Radicación No. 11001-02-03-000-2025-03300-00 MARTHA PATRICIA GUZMÁN ÁLVAREZ Magistrada ponente STC11239-2025 Radicación n° 11001-02-03-000-2025-03300-00 (Aprobado en sesión de veintitrés de julio de dos mil veinticinco) Bogotá, D.C., veintitrés (23) de julio de dos mil veinticinco (2025). Decide la Corte la acción de tutela promovida por Gerardo Alonso Herrera Hoyos contra la Sala Civil Familia del Tribunal Superior de Buga, Procuraduría Delegada para Asuntos Constitucionales de esa ciudad, al trámite se vinculó al Juzgado Segundo Civil del Circuito de Cartago y fueron citadas las partes e intervinientes en la acción popular No. 76147-31-03-002-2025-00030-00.

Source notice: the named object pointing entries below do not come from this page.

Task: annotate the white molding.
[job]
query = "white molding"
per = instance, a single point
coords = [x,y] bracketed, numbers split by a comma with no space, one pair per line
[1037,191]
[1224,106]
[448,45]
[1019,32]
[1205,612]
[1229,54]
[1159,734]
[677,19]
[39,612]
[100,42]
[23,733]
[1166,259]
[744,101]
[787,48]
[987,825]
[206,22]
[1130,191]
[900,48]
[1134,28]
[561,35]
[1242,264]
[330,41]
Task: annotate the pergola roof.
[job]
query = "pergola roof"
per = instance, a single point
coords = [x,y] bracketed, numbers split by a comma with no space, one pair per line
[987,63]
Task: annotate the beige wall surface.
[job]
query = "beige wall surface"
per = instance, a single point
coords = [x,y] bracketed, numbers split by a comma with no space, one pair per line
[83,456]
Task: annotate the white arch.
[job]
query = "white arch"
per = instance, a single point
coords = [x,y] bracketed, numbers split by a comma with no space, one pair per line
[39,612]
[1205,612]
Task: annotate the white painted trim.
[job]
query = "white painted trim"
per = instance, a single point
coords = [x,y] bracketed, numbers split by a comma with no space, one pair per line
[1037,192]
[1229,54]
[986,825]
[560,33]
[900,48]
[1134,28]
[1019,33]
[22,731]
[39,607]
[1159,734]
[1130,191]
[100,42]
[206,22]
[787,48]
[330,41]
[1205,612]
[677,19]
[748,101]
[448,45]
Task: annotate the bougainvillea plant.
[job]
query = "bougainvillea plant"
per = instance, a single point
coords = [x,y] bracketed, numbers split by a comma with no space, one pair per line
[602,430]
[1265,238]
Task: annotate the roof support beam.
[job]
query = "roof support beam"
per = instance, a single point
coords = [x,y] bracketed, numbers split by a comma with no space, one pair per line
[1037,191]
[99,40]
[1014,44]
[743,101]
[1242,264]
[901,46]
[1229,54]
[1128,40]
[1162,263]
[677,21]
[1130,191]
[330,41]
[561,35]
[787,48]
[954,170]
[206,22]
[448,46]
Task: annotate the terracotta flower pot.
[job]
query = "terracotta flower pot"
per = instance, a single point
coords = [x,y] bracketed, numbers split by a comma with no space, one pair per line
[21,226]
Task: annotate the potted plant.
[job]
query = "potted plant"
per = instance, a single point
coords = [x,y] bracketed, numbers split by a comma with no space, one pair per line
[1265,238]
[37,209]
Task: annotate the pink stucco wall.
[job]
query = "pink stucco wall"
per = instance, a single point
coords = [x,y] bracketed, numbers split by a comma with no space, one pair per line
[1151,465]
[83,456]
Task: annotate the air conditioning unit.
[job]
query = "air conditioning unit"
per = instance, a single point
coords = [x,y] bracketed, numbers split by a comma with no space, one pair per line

ANTECEDENTES 1. El solicitante invocó la protección del derecho fundamental al debido proceso, presuntamente vulnerado por la autoridad judicial accionada. En sustento, manifestó que el Juzgado Segundo Civil del Circuito de Cartago decretó la terminación de la acción popular que propuso, decisión que desconoció lo dispuesto en el artículo 23 de la Ley 472 de 1998, y en la sentencia SU658-2025.
Refirió que el Tribunal Superior de Buga, confirmó esa determinación lo que « DESCONOCE ART 29 CN SEGUN YO (Sic)», y el Procurador Delegado no hizo nada en derecho. 2. Con fundamento en lo anterior, solicitó, ( ) «SE ORDENE APLICAR ART 23 LEY 472 DE 1998 SE ORDENE APLICAR SENTENCIA SU - 658 DE 2015 Y SE ORDENE TERMINAR LA ACCION BAJO SENTENCIA Y NUNCA CON AUTO SE ORDENE AL TRIBUNAL TUTELADO CITAR SENTENCIAS Y DECISIONES DE SUS SUPERIORES Y NUNCA DEL CONSEJO DE ESTADO QUE NADA REPRESENTAN EN ESTA JURISDICCIÓN SE ORDENE AL EL PROCURADOR DELEGADO EN ACCIONES POPULARES ANTE EL TRIBUNAL TUTELADO, QUE ME GARANTICE ART 29 CN Y SE PRONUNCIE EN DERECHO DE MI TUTELA YA QUE NADA HACE EN DERECHO EN MI ACCION CONSTITUCIONAL Y OLVIDA QUE COMO ACTOR POPULAR NO SOY ABOGADO Y LE HE PEDIDO SU AUXILIO EN DERECHO EN VANO INFRUCTUOSAMENTE SE CONCEDA AMPARO DE POBREZA EN ESTA TUTELA PUES (sic)».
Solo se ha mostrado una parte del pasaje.